3. FALSE SUSPENSE or If only you knew!

The term false suspense has competing definitions in story theory, but I’m using it to mean the following: when the suspense comes not from the story itself but from the writer merely withholding information. 

He walked down the hallway, afraid by the time he reached his destination the sweat would be blooming through the armpits of his shirt. He was scared to do this, but under the circumstances, he had to at least try. What was the worst that could happen? Well, he could imagine the worst, actually, and it was really bad. He knocked on the door.

Often the writer thinks that by withholding information, he increases the suspense. He imagines the reader asking, “Who is this guy? Where is this hallway? Why is he so nervous? What’s he up to?” But these questions, born of confusion, quickly become annoying, because we know the author could just tell us. And what if the author did? 

Mark walked down the hallway, afraid by the time he reached his boss’s office the sweat would be blooming through the armpits of his shirt. He was scared to ask for an advance on half a year’s salary—it was outrageous—but without it, he didn’t see how they could afford his wife’s stem-cell therapy. This new treatment had actually eradicated some people’s tumors.
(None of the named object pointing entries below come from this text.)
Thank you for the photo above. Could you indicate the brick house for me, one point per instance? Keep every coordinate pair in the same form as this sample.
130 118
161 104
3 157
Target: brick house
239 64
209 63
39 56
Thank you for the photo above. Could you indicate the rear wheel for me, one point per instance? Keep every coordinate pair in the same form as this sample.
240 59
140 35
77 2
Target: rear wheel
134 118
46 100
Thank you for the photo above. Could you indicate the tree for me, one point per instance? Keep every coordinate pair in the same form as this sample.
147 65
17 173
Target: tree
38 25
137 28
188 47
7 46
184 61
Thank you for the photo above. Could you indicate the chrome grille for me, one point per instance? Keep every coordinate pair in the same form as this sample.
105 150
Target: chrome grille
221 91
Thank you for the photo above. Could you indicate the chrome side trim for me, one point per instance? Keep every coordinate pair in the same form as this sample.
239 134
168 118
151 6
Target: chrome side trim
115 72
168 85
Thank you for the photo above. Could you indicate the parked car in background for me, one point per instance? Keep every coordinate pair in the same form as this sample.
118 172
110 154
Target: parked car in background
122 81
Lifted their death sentences. But no matter how many hours he spent on the phone with Blue Guard, they refused to cover what they called an “unproven procedure.” And so he had to at least try this. What was the worst that could happen? Just the ending of his wife’s last source of hope. He knocked on the door.
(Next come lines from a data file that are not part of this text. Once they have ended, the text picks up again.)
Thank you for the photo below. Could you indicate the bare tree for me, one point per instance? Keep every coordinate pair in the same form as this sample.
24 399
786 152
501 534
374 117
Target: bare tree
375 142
With false suspense, the reader asks, “What is going on?”; with real suspense they ask specific questions with known stakes, in this case: “Will Mark get the money to maybe save his wife’s life?” If the question raised by your story isn’t more interesting than “What the hell is going on here?”, it’s possible you don’t have a compelling story. 
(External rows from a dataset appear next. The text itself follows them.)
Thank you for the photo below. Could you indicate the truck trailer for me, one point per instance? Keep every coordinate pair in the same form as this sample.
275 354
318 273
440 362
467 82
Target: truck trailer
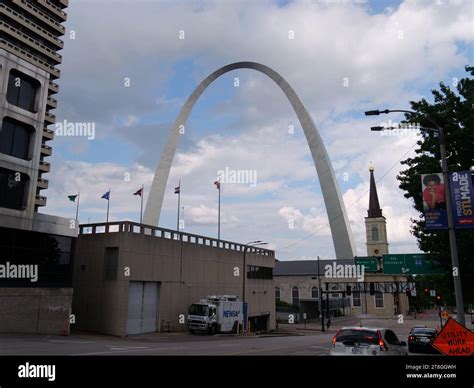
217 314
But what about the element of surprise? Often writers withhold information thinking the reveal at the end of the scene will make the confusion all worth it. The man swings open the door and cries, “I need an advance or my wife will die.” They worry that if they let you know what’s at stake the whole time, the scene won’t end with an emotional punch. To argue against this, I leave you with Hitchcock’s famous explanation, given in an interview with Francois Truffaut, about the difference between suspense and surprise:

“We are now having a very innocent little chat. Let us suppose that there is a bomb underneath this table between us. Nothing happens, and then all of a sudden, ‘Boom!’ There is an explosion. The public is surprised, but prior to this surprise, it has seen an absolutely ordinary scene, of no special consequence. Now, let us take a suspense situation. The bomb is underneath the table and the public knows it, probably because they have seen the anarchist place it there. The public is aware that the bomb is going to explode at one o’clock, and there is a clock in the décor. The public can see that it is a quarter to one. In these conditions this innocuous conversation becomes fascinating because the public is participating in the scene. The audience is longing to warn the characters on the screen: ‘You shouldn’t be talking about such trivial matters. There’s a bomb beneath you and it’s about to explode!’ In the first case we have given the public fifteen seconds of surprise at the moment of the explosion. In the second case we have provided them with fifteen minutes of suspense.”

And those are three of the most common “mistakes.” Of course, in literature, as in life, there are no rules that shouldn’t sometimes be broken. Withholding is used to great effect in Ian McEwan’s Atonement. And one of my all-time favorite novels, Paul Bowles’ The Sheltering Sky, begins with an unnamed man waking up and staring at the ceiling. But on the whole, the above three choices are likely to undermine your story, because they all keep the reader from feeling its full tension as quickly and deeply as possible.